1. Vs. the sub-100% clown I normally sound like.
posted by yerfatma to Technology (16 answers total)

What OS are you talking about?
posted by popechunk at 7:07 AM on March 21, 2006

Response by poster: Oh, sorry, this isn't in an OS at all, I'm working on a web app, but I'd like to steal the idea. I'm guessing what I saw was Windows-related, probably on TheOldNewThing.
posted by yerfatma at 7:14 AM on March 21, 2006

posted by falconred at 7:17 AM on March 21, 2006

Best answer: I have no idea what OS or security model you are talking about. However, maybe the permissions are implemented using bitwise operations. That would be consistent with the whole "powers of 2" thing and is a pretty typical technique in C programming.

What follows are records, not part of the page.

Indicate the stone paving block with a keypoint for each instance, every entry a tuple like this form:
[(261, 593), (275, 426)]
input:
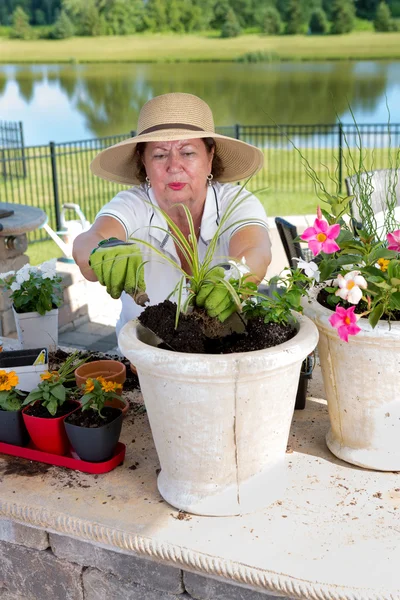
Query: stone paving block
[(127, 567), (205, 588), (103, 586), (38, 574), (23, 535)]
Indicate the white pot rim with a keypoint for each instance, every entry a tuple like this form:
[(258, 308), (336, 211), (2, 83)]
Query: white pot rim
[(321, 315), (307, 335)]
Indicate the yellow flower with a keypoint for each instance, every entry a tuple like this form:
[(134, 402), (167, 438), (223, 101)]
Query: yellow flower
[(49, 375), (383, 264), (111, 386), (8, 380), (89, 385)]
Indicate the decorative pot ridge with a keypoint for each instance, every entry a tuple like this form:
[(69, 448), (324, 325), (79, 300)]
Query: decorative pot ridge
[(204, 409), (362, 385), (250, 363)]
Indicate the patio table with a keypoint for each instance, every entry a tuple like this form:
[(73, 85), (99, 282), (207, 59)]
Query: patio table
[(334, 535)]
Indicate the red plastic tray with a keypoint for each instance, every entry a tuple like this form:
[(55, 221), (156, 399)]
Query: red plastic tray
[(71, 460)]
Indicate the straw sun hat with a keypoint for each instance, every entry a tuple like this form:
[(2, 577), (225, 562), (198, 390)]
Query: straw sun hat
[(170, 117)]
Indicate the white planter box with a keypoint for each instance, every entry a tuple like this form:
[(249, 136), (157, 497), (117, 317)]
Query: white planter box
[(362, 385), (220, 423), (35, 330)]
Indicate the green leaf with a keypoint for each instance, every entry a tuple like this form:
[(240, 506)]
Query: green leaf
[(59, 392), (375, 315), (395, 300)]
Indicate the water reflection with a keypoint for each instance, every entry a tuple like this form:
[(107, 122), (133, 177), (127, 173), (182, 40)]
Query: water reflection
[(105, 99)]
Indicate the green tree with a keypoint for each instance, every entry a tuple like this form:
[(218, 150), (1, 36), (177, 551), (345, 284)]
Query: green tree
[(156, 15), (90, 21), (63, 28), (20, 25), (294, 17), (366, 9), (231, 26), (342, 16), (383, 19), (123, 18), (272, 23), (318, 22)]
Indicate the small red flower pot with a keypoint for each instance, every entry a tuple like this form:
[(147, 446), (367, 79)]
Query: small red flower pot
[(48, 434)]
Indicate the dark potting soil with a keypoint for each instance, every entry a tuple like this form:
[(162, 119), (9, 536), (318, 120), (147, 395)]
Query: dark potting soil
[(92, 419), (190, 335), (57, 358), (37, 410), (361, 307)]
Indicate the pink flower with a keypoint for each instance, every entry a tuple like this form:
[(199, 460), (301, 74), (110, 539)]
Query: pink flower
[(394, 240), (321, 237), (345, 322)]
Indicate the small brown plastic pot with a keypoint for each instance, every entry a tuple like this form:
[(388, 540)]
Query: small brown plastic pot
[(111, 370)]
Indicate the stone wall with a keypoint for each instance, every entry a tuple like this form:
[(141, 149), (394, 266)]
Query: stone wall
[(37, 565)]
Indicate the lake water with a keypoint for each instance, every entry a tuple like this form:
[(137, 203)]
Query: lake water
[(71, 102)]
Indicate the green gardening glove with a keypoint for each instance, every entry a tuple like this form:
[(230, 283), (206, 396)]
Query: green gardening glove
[(119, 266), (214, 296)]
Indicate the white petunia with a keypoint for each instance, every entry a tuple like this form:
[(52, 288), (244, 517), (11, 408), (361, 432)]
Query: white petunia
[(350, 286), (309, 268), (237, 269), (48, 269), (6, 275), (15, 286)]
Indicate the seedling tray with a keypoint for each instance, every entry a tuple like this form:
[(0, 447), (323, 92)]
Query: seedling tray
[(70, 461)]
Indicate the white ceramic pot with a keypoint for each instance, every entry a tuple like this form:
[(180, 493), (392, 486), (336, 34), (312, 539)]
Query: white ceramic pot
[(362, 385), (220, 423), (36, 331)]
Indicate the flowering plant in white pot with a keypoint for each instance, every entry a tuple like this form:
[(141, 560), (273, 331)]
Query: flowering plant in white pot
[(356, 307), (36, 293)]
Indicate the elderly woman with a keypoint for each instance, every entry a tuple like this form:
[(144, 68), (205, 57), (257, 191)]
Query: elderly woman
[(176, 158)]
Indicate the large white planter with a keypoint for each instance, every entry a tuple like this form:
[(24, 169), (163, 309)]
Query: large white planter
[(362, 385), (36, 331), (220, 423)]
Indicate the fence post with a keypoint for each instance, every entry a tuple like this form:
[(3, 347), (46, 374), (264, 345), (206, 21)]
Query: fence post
[(21, 137), (340, 159), (55, 184)]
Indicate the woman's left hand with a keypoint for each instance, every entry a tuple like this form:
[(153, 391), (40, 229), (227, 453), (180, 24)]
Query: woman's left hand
[(214, 296)]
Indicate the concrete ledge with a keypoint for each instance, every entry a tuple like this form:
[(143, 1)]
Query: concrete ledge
[(332, 535)]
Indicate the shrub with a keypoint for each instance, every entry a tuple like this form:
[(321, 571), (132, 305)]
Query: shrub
[(272, 22), (343, 15), (318, 22), (383, 19), (230, 27), (63, 28)]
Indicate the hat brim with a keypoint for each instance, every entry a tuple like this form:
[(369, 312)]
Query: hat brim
[(118, 163)]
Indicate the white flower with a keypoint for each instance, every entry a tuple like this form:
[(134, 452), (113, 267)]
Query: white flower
[(8, 274), (15, 286), (350, 286), (309, 268), (48, 269), (23, 274), (237, 269)]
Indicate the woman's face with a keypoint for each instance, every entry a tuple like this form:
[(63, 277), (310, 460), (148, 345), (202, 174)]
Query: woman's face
[(178, 171)]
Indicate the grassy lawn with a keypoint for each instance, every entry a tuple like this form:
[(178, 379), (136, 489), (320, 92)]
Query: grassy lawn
[(163, 47)]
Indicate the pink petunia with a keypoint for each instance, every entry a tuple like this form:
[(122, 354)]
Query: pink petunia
[(321, 237), (345, 322), (394, 240)]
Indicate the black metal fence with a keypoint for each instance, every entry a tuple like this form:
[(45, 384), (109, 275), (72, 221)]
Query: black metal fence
[(12, 152), (59, 173)]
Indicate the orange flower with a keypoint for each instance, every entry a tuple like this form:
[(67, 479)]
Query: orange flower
[(89, 385), (49, 375), (8, 380), (111, 386)]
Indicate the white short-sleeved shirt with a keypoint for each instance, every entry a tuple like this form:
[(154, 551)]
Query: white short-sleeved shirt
[(136, 209)]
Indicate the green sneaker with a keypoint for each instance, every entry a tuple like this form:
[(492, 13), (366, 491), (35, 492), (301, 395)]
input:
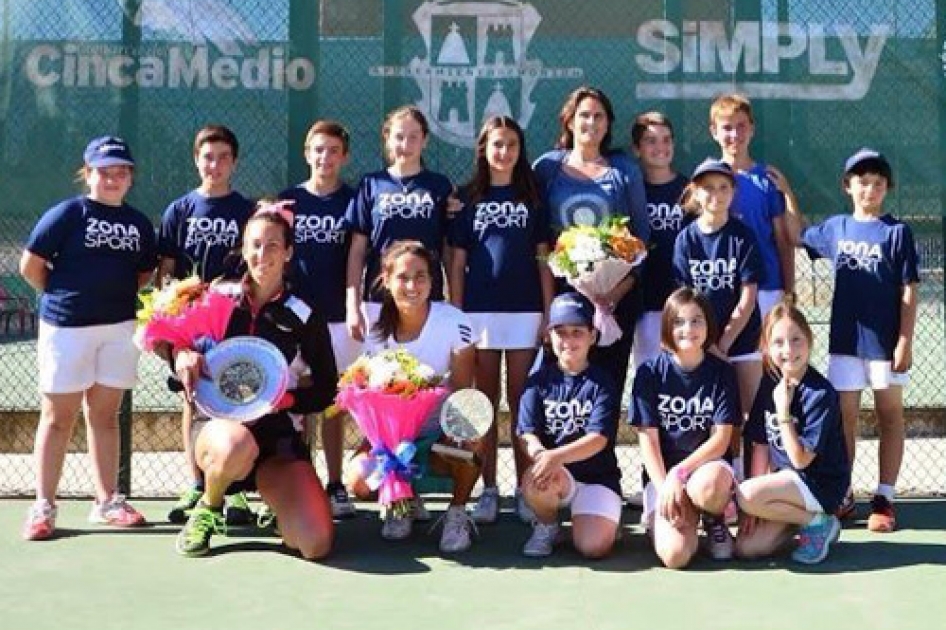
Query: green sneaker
[(194, 538), (186, 502), (237, 510), (266, 519)]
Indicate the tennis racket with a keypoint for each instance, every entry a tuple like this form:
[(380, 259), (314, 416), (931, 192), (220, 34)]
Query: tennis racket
[(466, 416)]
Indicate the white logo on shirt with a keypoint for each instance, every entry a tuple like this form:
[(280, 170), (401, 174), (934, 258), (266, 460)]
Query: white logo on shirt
[(679, 414), (101, 234), (412, 205), (326, 229), (211, 232), (772, 433), (507, 214), (859, 256), (714, 274), (566, 417), (665, 216)]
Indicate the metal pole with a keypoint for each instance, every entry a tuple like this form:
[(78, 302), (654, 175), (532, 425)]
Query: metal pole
[(128, 127)]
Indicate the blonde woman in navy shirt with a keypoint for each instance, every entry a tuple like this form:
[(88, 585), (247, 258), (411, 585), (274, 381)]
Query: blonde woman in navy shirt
[(585, 182), (685, 405), (499, 278), (89, 256)]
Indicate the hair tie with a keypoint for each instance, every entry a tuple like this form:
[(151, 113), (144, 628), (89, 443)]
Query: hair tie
[(282, 208)]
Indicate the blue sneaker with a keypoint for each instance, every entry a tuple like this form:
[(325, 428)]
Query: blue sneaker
[(815, 539)]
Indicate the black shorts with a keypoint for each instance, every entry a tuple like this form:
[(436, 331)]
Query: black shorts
[(275, 436)]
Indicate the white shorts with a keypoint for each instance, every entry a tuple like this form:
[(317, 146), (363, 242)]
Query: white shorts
[(646, 338), (767, 299), (850, 374), (649, 509), (592, 499), (506, 331), (73, 359), (811, 503), (345, 348)]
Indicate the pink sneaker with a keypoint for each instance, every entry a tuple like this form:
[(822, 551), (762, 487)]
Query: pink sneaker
[(40, 521), (116, 512)]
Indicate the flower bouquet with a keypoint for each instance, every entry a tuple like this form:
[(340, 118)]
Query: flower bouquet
[(594, 260), (182, 314), (390, 395)]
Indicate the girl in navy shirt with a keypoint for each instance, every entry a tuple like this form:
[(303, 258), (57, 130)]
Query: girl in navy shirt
[(568, 419), (584, 182), (717, 255), (800, 468), (498, 276), (88, 256), (686, 403), (871, 340), (653, 142), (405, 201)]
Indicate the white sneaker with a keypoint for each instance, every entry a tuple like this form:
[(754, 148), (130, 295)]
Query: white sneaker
[(418, 512), (486, 510), (542, 540), (396, 527), (456, 530), (719, 540), (526, 515)]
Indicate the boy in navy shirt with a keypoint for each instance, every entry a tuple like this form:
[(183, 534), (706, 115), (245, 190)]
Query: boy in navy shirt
[(200, 234), (758, 202), (322, 240), (568, 419), (653, 144), (871, 340)]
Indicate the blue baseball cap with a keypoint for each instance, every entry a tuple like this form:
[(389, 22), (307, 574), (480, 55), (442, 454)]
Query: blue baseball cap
[(863, 155), (571, 309), (709, 165), (108, 151)]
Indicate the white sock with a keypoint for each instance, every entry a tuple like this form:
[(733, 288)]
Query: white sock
[(887, 491)]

You have a set of bits: 10000110. Usually that is stored in an integer but you don't ever really care about the decimal value, just the bits. Using bitwise operations you can pick out individual bits through combinations of ORs, ANDs, and XORs.

The reason this is consistent with your "sums of powers of 2" observation is that the above bit vector would be described as an integer as follows: 27 + 22 + 21 = 134. However, that exact decimal value is (usually) of little importance.
posted by mto at 7:21 AM on March 21, 2006

Best answer: There are two popular permission systems, the flag system and the access control list systems.

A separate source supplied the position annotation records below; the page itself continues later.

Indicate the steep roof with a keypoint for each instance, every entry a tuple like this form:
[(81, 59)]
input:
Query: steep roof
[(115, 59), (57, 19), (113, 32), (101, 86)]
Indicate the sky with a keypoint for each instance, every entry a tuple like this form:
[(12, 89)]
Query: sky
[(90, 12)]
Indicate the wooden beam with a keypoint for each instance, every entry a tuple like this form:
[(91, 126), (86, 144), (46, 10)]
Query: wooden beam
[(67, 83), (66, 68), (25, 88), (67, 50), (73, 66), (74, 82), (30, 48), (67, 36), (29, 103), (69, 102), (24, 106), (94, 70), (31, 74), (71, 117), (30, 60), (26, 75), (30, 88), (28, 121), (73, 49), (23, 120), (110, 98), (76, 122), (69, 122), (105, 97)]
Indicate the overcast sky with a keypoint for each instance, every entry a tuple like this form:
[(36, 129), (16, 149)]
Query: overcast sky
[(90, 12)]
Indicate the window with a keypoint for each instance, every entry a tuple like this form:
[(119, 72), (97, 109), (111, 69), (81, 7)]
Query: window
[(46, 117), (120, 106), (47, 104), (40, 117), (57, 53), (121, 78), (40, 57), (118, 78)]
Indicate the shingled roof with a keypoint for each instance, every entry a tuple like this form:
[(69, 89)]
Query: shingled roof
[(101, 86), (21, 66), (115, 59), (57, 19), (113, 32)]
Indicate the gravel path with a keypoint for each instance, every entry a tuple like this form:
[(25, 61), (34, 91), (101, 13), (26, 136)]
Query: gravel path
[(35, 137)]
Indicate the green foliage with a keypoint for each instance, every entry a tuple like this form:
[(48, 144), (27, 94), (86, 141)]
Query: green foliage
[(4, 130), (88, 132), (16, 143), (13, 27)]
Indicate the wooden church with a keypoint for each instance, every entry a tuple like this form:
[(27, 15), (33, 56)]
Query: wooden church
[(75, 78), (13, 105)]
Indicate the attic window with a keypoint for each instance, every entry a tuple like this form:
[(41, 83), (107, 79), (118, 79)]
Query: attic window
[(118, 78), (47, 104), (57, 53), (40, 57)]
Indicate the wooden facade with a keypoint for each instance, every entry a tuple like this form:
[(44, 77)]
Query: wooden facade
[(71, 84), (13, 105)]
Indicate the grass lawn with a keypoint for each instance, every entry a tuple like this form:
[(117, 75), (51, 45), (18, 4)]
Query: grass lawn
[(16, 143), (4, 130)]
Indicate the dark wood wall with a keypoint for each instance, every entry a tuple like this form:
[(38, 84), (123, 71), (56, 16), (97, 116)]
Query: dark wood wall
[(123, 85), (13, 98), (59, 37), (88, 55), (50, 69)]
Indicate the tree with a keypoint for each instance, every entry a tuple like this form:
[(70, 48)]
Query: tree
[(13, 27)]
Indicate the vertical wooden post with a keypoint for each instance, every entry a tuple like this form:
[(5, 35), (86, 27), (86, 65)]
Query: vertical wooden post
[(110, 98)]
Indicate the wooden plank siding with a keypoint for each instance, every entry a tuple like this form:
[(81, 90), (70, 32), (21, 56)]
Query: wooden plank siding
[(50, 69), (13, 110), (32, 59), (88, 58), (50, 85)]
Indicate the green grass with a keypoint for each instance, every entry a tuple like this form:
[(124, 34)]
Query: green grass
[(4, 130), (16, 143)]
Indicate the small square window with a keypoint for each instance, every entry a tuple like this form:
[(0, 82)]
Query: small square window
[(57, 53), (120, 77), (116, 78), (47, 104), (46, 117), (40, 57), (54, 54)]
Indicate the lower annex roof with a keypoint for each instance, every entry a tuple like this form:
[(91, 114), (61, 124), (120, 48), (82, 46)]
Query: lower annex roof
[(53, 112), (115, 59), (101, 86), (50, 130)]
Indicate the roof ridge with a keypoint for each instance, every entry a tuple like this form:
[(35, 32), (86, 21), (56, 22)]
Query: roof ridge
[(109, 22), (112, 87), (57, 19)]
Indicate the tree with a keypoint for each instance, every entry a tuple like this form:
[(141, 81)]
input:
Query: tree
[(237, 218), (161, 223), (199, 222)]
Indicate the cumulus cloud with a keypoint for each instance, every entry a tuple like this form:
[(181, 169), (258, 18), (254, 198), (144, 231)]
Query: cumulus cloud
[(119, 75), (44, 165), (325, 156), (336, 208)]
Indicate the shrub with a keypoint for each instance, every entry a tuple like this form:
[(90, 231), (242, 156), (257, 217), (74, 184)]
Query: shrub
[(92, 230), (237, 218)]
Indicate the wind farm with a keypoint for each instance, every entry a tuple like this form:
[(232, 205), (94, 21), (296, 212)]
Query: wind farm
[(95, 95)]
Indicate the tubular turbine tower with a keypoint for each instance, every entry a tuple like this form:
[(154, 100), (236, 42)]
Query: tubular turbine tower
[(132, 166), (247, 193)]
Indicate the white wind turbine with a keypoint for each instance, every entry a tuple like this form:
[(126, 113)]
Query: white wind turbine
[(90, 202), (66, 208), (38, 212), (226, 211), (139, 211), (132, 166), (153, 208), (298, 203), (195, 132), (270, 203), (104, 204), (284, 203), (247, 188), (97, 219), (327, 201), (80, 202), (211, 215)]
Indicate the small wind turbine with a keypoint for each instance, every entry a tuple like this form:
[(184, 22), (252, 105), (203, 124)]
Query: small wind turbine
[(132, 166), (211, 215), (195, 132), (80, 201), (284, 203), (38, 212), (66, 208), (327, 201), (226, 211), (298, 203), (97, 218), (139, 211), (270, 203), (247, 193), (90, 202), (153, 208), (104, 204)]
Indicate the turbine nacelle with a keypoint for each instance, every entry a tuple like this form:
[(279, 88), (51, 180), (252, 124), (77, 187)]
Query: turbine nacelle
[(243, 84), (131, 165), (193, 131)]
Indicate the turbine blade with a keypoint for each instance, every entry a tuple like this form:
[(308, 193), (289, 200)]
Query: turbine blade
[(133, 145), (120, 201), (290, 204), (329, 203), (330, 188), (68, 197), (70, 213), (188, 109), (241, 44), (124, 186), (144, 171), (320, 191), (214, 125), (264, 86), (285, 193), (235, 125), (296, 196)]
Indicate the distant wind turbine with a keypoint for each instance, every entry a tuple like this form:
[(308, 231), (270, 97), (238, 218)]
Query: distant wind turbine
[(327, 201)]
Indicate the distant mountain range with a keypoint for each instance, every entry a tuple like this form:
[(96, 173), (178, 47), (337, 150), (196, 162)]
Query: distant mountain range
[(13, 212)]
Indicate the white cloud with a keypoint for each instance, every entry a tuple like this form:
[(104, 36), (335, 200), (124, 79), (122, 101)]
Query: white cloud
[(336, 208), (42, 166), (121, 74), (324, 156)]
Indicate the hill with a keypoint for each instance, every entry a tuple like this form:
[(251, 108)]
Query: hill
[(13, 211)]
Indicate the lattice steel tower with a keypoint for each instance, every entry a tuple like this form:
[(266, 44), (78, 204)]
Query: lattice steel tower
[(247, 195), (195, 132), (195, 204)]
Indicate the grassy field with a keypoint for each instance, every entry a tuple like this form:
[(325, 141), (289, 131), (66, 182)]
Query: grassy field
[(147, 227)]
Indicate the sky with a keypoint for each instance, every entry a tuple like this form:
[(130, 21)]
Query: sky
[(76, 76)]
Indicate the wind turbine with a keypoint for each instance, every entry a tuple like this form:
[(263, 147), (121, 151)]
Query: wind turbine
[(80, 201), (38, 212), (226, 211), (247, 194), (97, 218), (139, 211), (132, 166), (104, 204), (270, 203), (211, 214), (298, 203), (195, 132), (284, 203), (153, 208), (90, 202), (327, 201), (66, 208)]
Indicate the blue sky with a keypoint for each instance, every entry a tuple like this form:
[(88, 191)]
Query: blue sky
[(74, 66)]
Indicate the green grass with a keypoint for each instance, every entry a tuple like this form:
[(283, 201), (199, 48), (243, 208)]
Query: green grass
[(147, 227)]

Lets restrict the domain of discussion to files so that the language is concrete, since almost anything can be secured with these techniques.

The ACL system is what windows NT and many advanced permission systems on unix use. One can say "user x is a member of group y, and this file can be accessed by everyone in group y." You can apply any set of users and groups to any file. Very flexible. very modern.

The flag system is what unix uses by default. Each file has a small bit field stored in a file's file system entry. This bit-field is what you describe, basically. In the simple version (no sticky bit, etc), there are 9 positions in the bit field, corresponding to granting various read/write/execute permissions. Along with the bit field, there is a user-id and a group-id in the file table. The first three bits control read/write/execute for the user-id in the file. the next three control access for the group-id. The last three are for global access -- everyone.

The execute bit is overloaded, so that when you apply to directories, you allow switching into the directory, whereas when you set it on files, you are indicating the shell should try and execute the file.

Bit-fields are just numbers where the bits are relevant. You need to know how to count in binary. Starting with granting no access to anyone:

000 000 000 : all the bits zero

110 000 000 : grant r/w to the owner of the file. note that if we represent this as three numbers from zero to 7, we get 600. the command ``chmod 600 file.txt`` would set r/w access to owner of file.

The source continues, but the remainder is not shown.